Increase in T‐Cell Subsets of Oral Mucosa: a Late Immune Response in Patients with Treated Coeliac Disease?*

Background and aims: In coeliac disease, the gut involvement is gluten‐dependent. Following the introduction of a gluten‐free diet, inflammatory cell infiltration decreases in the small intestinal mucosa. Our hypothesis was that the oral mucosa might mirror the changes found in coeliac disease similarly to the mucosa of the small intestine. Thus, the number of inflammatory cells in the oral mucosa would decrease in patients with coeliac disease on a gluten‐free diet. Methods: The distribution CD45RO+ and CD3 +  T cells, T‐cell subpopulations (CD4 +  , CD8 +  , T‐cell receptor (TCR)αβ+ and TCRγδ+ cells) and HLA DR expression were studied in the buccal mucosa of 15 untreated and 44 gluten‐free diet treated coeliac disease patients, and of 19 controls. All 15 patients with untreated coeliac disease were immunglobulin (Ig)A endomysial antibody positive and all 44 patients on gluten‐free diet except one were endomysial antibody negative, as were all control subjects. Results: Untreated coeliac disease patients did not differ from controls in the densities of CD45RO+ cells, CD3 + cells or of T‐cell subsets. In contrast, in treated coeliac disease patients, a significant increase in the numbers of mast cells, CD3 + and CD4 + lymphocytes was found in the lamina propria of oral mucosa as compared with patients with untreated coeliac disease and controls. The increase in CD3 +  T cells was in part owing to an increase in lymphocytes expressing no TCR. No differences were found in the expression of human leucocyte antigen (HLA) DR in the epithelium or in the lamina propria in the patient groups studied or in the controls. In treated coeliac disease patients only a few TCRγδ+ T cells were found intraepithelially and in the lamina propria, but these cells were not detected in the lamina propria of oral mucosa of patients with untreated coeliac disease or in the controls. Conclusions: The infiltration of T cells into oral mucosa was increased in treated coeliac disease patients in spite of adherence to a gluten‐free diet.

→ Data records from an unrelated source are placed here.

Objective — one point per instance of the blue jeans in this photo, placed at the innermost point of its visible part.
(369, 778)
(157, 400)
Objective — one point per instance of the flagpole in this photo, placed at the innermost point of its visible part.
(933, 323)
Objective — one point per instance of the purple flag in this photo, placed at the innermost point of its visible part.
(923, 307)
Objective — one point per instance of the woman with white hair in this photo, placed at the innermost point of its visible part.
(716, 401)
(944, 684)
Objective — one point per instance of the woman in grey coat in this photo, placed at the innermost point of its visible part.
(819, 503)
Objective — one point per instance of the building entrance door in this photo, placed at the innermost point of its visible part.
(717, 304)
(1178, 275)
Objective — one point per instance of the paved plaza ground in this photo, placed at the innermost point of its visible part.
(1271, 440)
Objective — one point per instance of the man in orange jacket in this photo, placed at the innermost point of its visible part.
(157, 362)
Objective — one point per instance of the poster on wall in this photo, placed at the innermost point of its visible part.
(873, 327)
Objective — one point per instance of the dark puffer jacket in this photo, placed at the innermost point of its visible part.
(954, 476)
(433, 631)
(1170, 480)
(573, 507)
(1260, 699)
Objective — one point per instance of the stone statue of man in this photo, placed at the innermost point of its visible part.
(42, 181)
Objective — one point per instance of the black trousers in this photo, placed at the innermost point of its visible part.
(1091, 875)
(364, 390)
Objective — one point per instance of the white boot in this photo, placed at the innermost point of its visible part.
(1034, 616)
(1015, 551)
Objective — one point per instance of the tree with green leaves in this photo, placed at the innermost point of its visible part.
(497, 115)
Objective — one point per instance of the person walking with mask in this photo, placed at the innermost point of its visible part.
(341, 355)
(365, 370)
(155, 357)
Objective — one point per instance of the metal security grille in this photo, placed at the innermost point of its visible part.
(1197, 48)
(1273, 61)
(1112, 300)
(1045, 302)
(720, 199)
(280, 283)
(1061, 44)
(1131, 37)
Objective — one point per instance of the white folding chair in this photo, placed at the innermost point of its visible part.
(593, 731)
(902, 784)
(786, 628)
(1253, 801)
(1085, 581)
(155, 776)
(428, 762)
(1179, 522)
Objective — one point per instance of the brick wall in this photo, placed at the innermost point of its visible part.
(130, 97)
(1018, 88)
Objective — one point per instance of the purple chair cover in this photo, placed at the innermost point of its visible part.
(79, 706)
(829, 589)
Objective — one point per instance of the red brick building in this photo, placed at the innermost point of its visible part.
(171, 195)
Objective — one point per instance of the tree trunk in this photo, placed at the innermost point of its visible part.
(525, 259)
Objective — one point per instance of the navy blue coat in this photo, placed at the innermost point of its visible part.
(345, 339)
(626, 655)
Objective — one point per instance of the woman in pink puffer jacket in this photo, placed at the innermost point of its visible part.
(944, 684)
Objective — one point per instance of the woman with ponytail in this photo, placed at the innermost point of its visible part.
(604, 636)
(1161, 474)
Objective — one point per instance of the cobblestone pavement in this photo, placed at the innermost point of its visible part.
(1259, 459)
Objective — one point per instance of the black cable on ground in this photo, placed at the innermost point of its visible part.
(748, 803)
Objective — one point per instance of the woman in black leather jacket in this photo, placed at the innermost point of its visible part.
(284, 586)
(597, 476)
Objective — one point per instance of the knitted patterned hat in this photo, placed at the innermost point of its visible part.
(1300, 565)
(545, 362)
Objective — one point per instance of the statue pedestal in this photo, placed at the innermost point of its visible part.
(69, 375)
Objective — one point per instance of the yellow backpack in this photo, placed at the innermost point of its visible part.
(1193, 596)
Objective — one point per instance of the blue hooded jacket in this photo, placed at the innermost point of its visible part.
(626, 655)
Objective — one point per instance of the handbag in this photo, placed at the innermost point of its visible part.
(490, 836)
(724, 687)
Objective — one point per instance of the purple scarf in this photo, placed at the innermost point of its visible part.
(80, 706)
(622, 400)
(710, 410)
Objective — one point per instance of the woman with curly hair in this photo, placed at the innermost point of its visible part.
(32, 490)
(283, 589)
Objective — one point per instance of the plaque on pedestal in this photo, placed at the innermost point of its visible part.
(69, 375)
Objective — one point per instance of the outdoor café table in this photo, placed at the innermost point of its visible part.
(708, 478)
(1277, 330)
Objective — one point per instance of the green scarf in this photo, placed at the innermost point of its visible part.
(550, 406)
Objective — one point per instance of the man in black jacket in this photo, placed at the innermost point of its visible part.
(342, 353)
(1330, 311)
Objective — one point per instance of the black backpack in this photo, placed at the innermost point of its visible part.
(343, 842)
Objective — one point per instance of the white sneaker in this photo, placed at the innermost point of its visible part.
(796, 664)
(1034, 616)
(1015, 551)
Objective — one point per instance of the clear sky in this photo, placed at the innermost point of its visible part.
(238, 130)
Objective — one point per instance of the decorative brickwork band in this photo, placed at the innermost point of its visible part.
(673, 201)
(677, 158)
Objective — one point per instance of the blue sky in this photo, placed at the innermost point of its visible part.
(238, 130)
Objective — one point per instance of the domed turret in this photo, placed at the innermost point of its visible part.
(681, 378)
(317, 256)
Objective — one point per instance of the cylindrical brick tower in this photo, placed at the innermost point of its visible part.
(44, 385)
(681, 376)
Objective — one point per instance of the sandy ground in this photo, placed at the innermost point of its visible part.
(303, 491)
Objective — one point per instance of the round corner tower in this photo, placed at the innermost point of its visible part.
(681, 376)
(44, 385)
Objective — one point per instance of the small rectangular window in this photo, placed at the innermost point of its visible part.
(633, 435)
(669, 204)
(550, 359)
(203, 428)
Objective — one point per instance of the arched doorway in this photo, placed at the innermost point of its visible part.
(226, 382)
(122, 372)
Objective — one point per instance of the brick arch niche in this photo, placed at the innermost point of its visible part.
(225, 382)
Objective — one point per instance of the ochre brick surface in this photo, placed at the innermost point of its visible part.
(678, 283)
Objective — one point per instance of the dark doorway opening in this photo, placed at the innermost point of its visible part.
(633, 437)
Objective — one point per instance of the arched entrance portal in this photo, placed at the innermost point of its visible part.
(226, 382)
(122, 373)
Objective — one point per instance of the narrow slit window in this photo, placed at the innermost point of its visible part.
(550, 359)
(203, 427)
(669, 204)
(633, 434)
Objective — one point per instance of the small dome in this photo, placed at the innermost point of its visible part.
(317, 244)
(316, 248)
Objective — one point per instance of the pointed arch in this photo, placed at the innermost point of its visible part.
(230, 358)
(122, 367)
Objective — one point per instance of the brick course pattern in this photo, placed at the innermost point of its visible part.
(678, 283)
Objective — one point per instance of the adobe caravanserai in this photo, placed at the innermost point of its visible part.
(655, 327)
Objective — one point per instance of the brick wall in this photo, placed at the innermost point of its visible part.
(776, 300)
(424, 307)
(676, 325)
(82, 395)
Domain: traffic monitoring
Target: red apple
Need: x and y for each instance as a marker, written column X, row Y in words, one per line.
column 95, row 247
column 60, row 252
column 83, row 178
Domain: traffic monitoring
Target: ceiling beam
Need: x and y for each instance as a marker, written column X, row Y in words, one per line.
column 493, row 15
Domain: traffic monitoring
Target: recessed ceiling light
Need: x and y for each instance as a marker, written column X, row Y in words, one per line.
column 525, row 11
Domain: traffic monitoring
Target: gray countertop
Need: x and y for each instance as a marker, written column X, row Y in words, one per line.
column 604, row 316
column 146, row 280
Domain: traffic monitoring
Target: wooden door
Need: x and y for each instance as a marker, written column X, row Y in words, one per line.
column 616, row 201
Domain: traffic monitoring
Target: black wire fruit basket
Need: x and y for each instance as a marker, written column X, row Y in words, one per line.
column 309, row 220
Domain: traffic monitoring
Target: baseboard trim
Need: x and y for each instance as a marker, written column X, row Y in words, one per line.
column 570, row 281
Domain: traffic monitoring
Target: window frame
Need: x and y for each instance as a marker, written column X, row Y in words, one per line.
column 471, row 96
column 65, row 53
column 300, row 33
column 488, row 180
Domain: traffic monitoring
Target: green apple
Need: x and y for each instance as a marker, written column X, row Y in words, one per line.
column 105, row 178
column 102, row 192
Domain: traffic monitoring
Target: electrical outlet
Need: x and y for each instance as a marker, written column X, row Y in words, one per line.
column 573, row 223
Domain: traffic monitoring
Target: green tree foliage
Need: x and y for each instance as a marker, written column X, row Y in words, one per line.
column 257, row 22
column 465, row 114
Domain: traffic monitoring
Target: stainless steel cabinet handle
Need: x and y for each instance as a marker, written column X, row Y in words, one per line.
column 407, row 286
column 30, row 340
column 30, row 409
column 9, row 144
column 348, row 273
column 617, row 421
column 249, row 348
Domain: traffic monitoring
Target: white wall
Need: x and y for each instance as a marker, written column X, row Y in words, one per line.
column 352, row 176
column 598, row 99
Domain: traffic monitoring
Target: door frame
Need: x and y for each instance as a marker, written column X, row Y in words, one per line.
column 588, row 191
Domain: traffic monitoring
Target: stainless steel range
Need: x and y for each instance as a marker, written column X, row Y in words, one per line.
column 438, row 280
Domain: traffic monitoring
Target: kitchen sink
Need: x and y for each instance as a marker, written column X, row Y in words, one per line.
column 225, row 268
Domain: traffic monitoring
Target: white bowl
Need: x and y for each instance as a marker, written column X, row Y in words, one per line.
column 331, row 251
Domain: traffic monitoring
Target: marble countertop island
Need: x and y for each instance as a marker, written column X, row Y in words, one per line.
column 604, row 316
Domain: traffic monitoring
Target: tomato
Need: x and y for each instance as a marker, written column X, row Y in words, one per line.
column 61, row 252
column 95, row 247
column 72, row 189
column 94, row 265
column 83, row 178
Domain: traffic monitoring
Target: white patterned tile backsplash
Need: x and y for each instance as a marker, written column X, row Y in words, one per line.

Because the CD3 +  T cell count was higher than those of the TCRαβ+ and TCRγδ+ T cells, there must be other cells involved, probably natural killer (NK) cells. The increase in T‐cell subsets in the treated coeliac disease patients seems not to result from poor dietary compliance, but might occur as a late immune response in coeliac disease and reflect chronic immunologic stimulation followed by regeneration of memory T cells.